A more detailed presentation is to be found in the link bellow to the catalogue as e-book:
Supplementary notes:
1- Space and sound / the non-place
when we listen to a piece of music we are inevitably somewhere, as we are inevitably bound to be somewhere wherever we are and whatever we do. But in music the Place is even more determining than with anything else. The conscience we have of music varies from place to place; the reception of music is different according to the place where we are, the degree of attentiveness, the degree of affect… etc.
when we are in a museum we have a certain attitude, a mental preparation to what we are going to do there and thus we behave accordingly; what we perceive is defined in some way by where it is perceived.

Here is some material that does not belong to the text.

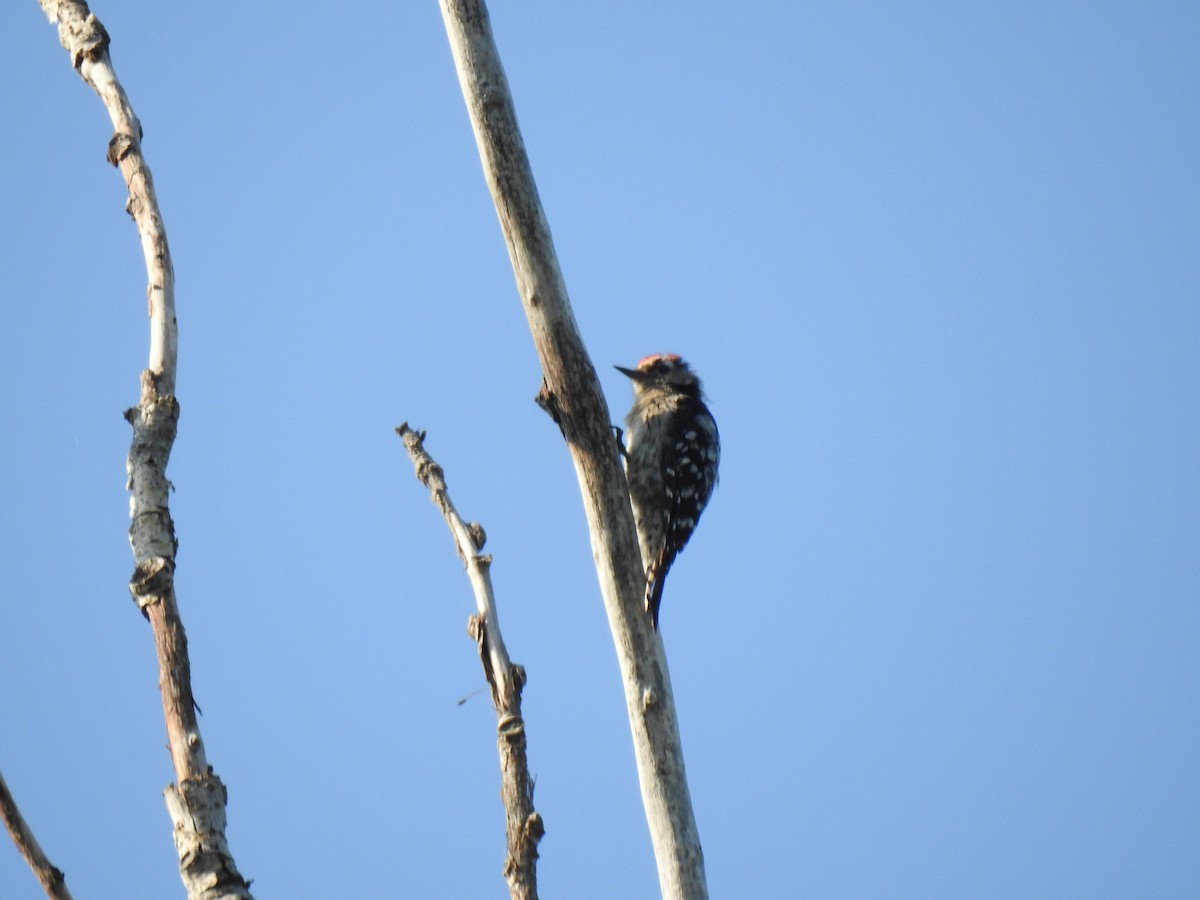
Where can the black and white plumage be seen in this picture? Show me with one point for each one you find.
(671, 460)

The multiple layers of Chinese paper do not only build a closed space inside the museum space to perceive the images and sound that are happening there, but more importantly build a space that doesn’t belong or relate to any specific place, it actually erase any definition the Place have in order to create an absolute and pure Space so that when we enter the installation, we are not in a museum, we are not in music hall, we are not at home or in a car, we are not in any defined Place, we are in a space that is a non-Place, we are only in the pure presence of the notes that we are going to hear and the images that we are going to see.
2: the fragile & the intimate
There is nothing as fragile as a music note, note-sound, a whim of wind could disturb it and yet nothing could be stronger, nothing could pierce the human soul as much, nothing could shake the roots of existence as a music note does. It is a huge paradox but the most beautiful paradox, a wonder, the wonder of wonders. The space build entirely by multiples layers of Chinese paper falling from the ceiling like veils is fragile yet impregnable; the layers only fixed from the top end move a little when the air moves due to people circulation; the paper itself, Mulberry Wenzhou paper, is thine yet very strong; The closed space created is small, we are in it like in a womb, it is an intimate space and the intimacy to the sound and images grows even more with the fragility of this space made entirely out of Chinese paper;
From all this comes the recommendation to enter the installation one person at the time.